Ob man vor diesem Hintergrund wirklich noch eine allgemeine Wehrpflicht in der heutigen Form aufrechterhalten müsse, fragt sich zum Beispiel der CDU-Verteidigungsexperte Thomas Kossendey . Oder können Computerexperten ihren Dienst für die Sicherheit und Verteidigung des eigenen Landes nicht auch ohne Uniform und Grundausbildung versehen?

Der kommende Mann der CDU, Hessens Ministerpräsident Roland Koch, redet bereits einer allgemeinen Dienstpflicht das Wort. Aus diesem Vorschlag könnten neue Modelle für einen Dienst zur Landesverteidigung entwickelt werden, falls die CDU/CSU in der Lage wäre, über ihren eigenen Schatten zu springen.

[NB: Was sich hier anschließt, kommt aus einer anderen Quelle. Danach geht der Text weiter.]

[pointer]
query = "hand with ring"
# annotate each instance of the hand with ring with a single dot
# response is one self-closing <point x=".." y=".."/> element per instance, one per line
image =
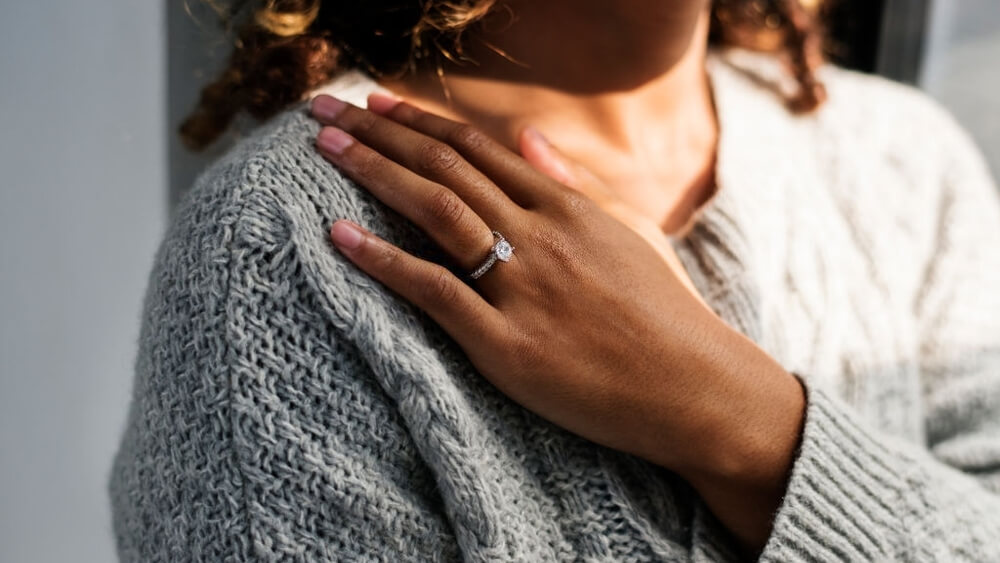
<point x="577" y="318"/>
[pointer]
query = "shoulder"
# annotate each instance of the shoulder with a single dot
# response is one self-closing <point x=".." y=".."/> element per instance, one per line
<point x="260" y="216"/>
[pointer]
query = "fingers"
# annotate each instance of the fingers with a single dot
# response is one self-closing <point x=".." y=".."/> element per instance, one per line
<point x="419" y="153"/>
<point x="438" y="211"/>
<point x="517" y="178"/>
<point x="453" y="304"/>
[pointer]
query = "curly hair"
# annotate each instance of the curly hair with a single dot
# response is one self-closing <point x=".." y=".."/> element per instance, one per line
<point x="285" y="48"/>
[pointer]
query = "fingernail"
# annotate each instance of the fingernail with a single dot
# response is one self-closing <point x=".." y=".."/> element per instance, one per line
<point x="382" y="103"/>
<point x="346" y="235"/>
<point x="333" y="140"/>
<point x="537" y="135"/>
<point x="327" y="107"/>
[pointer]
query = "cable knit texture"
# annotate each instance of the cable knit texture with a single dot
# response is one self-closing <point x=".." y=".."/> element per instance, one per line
<point x="287" y="407"/>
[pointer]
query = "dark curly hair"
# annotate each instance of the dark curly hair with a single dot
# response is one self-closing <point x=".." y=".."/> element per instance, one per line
<point x="285" y="48"/>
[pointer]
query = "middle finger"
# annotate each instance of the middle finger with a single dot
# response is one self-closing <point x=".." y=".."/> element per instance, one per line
<point x="437" y="210"/>
<point x="420" y="153"/>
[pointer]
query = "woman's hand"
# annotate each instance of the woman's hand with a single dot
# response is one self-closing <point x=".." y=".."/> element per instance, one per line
<point x="538" y="151"/>
<point x="586" y="325"/>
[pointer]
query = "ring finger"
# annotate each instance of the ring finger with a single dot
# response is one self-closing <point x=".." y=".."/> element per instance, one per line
<point x="437" y="210"/>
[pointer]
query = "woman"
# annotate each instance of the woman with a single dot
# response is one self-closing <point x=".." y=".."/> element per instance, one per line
<point x="767" y="331"/>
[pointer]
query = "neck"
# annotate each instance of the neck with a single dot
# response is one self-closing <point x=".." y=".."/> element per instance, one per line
<point x="620" y="84"/>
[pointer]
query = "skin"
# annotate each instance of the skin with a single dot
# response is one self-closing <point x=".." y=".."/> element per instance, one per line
<point x="675" y="384"/>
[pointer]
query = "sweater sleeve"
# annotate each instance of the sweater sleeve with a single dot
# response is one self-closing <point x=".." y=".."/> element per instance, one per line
<point x="859" y="494"/>
<point x="255" y="431"/>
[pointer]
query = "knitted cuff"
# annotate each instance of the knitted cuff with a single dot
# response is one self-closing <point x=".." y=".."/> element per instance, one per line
<point x="850" y="491"/>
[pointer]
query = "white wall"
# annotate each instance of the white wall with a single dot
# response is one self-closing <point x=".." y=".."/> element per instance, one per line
<point x="82" y="207"/>
<point x="962" y="67"/>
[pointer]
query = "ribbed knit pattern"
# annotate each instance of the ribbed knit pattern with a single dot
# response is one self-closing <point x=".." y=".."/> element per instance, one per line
<point x="287" y="407"/>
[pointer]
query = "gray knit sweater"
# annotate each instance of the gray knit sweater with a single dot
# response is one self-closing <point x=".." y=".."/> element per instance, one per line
<point x="287" y="407"/>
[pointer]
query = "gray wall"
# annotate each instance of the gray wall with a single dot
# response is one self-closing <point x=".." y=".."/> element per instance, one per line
<point x="962" y="67"/>
<point x="82" y="207"/>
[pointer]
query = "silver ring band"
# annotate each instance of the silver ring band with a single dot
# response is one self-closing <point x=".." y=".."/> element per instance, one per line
<point x="501" y="250"/>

Denn ohne einen Zwangsdienst für junge Männer, egal wie er ausgestaltet wird, wäre Deutschland nicht in der Lage, seine gegenüber der Nato gegebenen Verpflichtungen zu erfüllen. Generäle der Bundeswehr weisen schon heute auf ihre Nachwuchssorgen hin und erinnern daran, daß sie die meisten Zeit- und Berufssoldaten aus der großen Gruppe der Wehrpflichtigen rekrutieren. Nur so läßt sich die Bundeswehr in ihrer heutigen Größenordnung erhalten und bleibt nur mit der Wehrpflicht und anschließenden Wehrüberwachung aufwuchsfähig. Gerade das Argument der Aufwuchsfähigkeit für den Krisenfall wird nur zu gerne vergessen. Beläßt die Politik alles beim alten, wird jedoch die von der Wehrgerechtigkeit her aufgezäumte Debatte in den nächsten Jahren immer schärfer werden.

Dann könnte der große Opportunist und FDP-Chef Guido Westerwelle recht bekommen, der sich dem Druck der Möllemänner durch Übernahme ihrer Positionen beugte: Westerwelle erwartet jetzt das Ende der Wehrpflicht in der nächsten Legislaturperiode.